There was a long and thought-crammed pause. The woman plunged deep into the silences as her fat brain wrought over the suggestion. Then—
“Maybe you have got just a few grains of sense, after all, Ed,” grudgingly vouchsafed Mrs. Hazen. “It isn’t a bad idea. Only he’ll grieve a lot for her.”
“He’ll be hoping, though,” said her husband. “He’ll be hoping all the while. That always takes the razor-edge off of grieving. Leave it to me.”
That was the happiest day Dick Hazen had ever known. And it was the first actively happy day in all Lass’s five months of life.
Boy and dog spent hours in a ramble through the woods. They began Lass’s education—which was planned to include more intricate tricks than a performing elephant and a troupe of circus dogs could hope to learn in a lifetime. They became sworn chums. Dick talked to Lass as if she were human. She amazed the enraptured boy by her cleverness and spirits. His initiation to the dog-masters’ guild was joyous and complete.
It was a tired and ravenous pair of friends who scampered home at dinner-time that evening. The pallor was gone from Dick’s face. His cheeks were glowing, and his eyes shone. He ate greedily. His parents looked covertly at each other. And the self-complacency lines around Hazen’s mouth blurred.
Boy and dog went to bed early, being blissfully sleepy and full of food—also because another and longer woodland ramble was scheduled for the morrow.
Timidly Dick asked leave to have Lass sleep on the foot of his cot-bed. After a second telegraphing of glances, his parents consented. Half an hour later the playmates were sound asleep, the puppy snuggling deep in the hollow of her master’s arm, her furry head across his thin chest.
It was in this pose that Hazen found them when, late in the evening, he tiptoed into Dick’s cubby-hole room. He gazed down at the slumberous pair for a space, while he fought and conquered an impulse toward fair play. Then he stooped to pick up the dog.
Lass, waking at the slight creak of a floorboard, lifted her head. At sight of the figure leaning above her adored master, the lip curled back from her white teeth. Far down in her throat a growl was born. Then she recognized the intruder as the man who had petted her and fed her that evening. The growl died in her throat, giving place to a welcoming thump or two of her bushy tail. Dick stirred uneasily.

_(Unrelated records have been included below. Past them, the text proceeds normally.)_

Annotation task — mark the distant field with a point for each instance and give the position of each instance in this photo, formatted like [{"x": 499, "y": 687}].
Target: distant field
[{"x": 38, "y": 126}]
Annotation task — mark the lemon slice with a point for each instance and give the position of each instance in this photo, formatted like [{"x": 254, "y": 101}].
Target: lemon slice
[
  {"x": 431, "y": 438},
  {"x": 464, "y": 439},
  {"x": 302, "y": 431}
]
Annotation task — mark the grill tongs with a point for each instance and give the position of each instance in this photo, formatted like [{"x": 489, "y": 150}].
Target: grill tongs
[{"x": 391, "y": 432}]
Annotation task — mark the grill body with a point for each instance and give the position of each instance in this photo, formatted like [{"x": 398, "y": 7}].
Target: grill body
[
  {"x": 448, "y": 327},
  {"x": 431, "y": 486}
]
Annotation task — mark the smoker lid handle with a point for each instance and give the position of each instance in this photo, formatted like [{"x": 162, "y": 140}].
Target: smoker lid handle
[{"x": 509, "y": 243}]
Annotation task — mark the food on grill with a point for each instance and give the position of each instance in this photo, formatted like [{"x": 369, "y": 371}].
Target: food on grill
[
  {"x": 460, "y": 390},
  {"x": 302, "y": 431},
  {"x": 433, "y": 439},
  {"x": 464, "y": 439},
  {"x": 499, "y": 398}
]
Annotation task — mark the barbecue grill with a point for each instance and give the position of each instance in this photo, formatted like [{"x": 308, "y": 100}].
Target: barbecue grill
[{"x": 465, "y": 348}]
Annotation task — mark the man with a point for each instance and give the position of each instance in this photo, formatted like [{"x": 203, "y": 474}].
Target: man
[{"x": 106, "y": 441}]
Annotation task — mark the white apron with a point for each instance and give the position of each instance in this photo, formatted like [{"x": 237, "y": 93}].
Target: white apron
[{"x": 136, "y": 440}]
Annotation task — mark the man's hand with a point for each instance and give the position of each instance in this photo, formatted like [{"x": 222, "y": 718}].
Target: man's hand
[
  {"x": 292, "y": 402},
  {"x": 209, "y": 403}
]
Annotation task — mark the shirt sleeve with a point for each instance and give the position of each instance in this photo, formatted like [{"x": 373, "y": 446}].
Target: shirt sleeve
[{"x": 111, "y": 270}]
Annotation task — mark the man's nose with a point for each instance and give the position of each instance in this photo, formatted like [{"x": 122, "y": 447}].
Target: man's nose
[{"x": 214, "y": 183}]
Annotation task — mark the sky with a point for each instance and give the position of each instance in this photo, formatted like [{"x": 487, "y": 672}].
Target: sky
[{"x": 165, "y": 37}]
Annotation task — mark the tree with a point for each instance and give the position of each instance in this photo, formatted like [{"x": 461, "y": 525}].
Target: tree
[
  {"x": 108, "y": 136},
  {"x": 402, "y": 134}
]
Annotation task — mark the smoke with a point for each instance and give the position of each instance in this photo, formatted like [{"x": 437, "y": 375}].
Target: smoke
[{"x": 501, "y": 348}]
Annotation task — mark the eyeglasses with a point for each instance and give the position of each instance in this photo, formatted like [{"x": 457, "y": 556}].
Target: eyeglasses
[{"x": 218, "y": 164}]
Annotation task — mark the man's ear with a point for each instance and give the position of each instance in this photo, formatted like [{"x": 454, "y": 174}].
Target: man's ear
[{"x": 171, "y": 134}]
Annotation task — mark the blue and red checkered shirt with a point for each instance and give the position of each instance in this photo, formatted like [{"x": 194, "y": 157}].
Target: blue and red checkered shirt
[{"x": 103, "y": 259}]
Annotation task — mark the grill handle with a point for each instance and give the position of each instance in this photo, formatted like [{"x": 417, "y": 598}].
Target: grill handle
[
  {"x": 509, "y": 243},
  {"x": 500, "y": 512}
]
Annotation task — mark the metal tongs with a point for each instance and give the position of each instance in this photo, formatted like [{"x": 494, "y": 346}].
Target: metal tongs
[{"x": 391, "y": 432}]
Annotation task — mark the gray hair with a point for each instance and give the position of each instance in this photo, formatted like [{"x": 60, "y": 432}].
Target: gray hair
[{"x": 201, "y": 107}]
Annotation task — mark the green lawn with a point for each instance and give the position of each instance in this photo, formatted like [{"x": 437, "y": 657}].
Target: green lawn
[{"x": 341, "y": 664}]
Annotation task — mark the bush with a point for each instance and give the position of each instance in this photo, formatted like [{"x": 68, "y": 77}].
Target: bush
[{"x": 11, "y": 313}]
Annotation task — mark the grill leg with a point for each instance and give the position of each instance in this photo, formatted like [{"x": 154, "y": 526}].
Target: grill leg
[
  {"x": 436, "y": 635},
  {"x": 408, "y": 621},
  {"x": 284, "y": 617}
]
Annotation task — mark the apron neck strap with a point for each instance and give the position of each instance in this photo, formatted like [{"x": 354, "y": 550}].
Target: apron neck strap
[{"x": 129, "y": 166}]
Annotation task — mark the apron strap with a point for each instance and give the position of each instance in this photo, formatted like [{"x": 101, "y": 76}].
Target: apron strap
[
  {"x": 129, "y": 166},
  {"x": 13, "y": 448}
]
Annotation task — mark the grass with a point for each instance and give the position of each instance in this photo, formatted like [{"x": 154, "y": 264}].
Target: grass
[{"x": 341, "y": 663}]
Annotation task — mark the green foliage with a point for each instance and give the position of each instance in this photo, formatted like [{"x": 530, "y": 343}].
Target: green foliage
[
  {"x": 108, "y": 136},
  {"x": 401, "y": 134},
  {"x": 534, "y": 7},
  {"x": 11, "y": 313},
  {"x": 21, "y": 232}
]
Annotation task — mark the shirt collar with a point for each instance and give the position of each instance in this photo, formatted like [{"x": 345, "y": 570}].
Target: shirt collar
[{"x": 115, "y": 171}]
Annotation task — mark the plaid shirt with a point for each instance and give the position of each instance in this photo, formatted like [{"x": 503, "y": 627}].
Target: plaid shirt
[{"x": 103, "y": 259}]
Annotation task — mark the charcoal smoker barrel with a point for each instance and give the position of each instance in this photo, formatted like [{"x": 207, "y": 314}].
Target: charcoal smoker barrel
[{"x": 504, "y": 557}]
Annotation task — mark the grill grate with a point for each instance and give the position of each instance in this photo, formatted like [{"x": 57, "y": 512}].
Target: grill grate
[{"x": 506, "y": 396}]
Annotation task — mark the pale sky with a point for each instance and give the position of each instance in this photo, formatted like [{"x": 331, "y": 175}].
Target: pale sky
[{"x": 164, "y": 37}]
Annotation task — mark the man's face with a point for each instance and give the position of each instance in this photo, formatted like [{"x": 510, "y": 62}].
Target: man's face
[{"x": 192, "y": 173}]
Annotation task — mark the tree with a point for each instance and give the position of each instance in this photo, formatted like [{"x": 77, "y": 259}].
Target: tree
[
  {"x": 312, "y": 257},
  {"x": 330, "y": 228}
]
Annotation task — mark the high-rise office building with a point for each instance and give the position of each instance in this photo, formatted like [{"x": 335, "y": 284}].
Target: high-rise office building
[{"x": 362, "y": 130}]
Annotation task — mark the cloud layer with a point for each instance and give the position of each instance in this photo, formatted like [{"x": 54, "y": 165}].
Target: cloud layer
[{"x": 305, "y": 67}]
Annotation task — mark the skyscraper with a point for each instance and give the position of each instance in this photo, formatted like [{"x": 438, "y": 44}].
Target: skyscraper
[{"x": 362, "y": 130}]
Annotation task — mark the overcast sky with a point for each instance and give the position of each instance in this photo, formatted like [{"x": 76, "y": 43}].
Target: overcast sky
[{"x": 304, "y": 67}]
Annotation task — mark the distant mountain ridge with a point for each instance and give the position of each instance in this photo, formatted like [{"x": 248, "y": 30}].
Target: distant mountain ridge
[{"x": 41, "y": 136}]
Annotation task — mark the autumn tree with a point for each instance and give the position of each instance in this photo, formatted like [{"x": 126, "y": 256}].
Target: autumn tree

Patting the puppy lightly on her upraised head, Hazen picked up Lass in his arms and tiptoed out of the room with her. Mistaking this move for a form of caress, she tried to lick his face. The man winced.
Downstairs and out into the street Hazen bore his trustful little burden, halting only to put on his hat, and for a whispered word with his wife. For nearly a mile he carried the dog. Lass greatly enjoyed the ride. She was pleasantly tired, and it was nice to be carried thus, by some one who was so considerate as to save her the bother of walking.